Published online by Cambridge University Press: 05 August 2012
So far, we have made measurements without saying anything about antennas, or about how power gets from the transmitter to the receiver. In our measurements, a 50-Ω load has taken the place of the antenna. However, instead of dissipating the power as heat, an antenna radiates power as electromagnetic waves. One thing that makes antennas interesting is that they necessarily involve both the voltages and currents that we study in circuits and the electric and magnetic fields that make up radio waves. This gives antennas a special place in the history of physics. They were the crucial components that Hertz developed in the 1880s to demonstrate that Maxwell's equations for electricity and magnetism are correct. In the 1960s, a special parabolic antenna allowed Arno Penzias and Robert Wilson at Bell Telephone Laboratories to discover the cosmic background radiation. That measurement earned them a Nobel Prize, and it gave an entirely new interpretation to the history of the universe.

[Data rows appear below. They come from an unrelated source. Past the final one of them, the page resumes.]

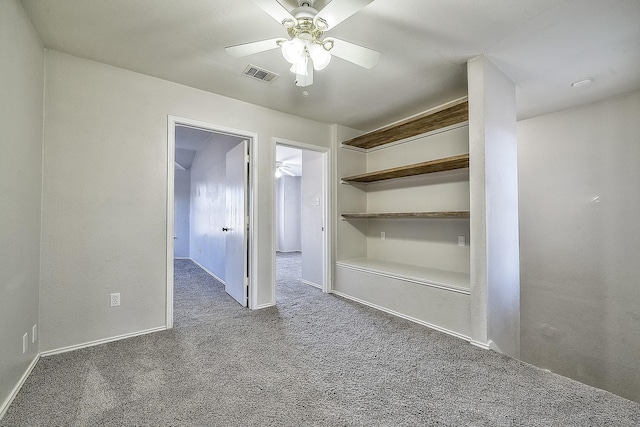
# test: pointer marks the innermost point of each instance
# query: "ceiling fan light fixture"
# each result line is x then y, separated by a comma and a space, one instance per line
300, 67
293, 50
320, 56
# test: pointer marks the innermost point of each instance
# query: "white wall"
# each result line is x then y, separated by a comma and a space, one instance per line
105, 193
22, 91
208, 203
182, 209
579, 182
288, 205
312, 214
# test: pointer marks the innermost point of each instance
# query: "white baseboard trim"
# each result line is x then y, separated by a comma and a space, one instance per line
269, 304
315, 285
482, 345
207, 271
7, 402
101, 341
403, 316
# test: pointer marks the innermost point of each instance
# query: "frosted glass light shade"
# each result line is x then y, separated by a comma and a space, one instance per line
320, 56
300, 67
292, 50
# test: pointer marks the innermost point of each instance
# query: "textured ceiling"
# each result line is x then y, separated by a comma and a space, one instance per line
543, 45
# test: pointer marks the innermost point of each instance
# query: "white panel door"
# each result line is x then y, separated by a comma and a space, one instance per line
236, 224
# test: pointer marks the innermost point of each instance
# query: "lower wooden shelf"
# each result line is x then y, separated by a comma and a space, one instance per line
401, 215
443, 279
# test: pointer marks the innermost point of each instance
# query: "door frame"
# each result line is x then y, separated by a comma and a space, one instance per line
252, 208
327, 203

An antenna is characterized by its impedance and pattern, which is a plot of where the power goes for a transmitting antenna. Traditionally, antennas have been analyzed as transmitters, and most antenna engineers think entirely in terms of transmitting antennas. If we know how an antenna transmits, we can use the reciprocity theorem to figure out how the antenna works in reception. The physical description of transmission and reception are actually quite different, and the physics of receiving antennas is in many ways as interesting as for transmitting antennas.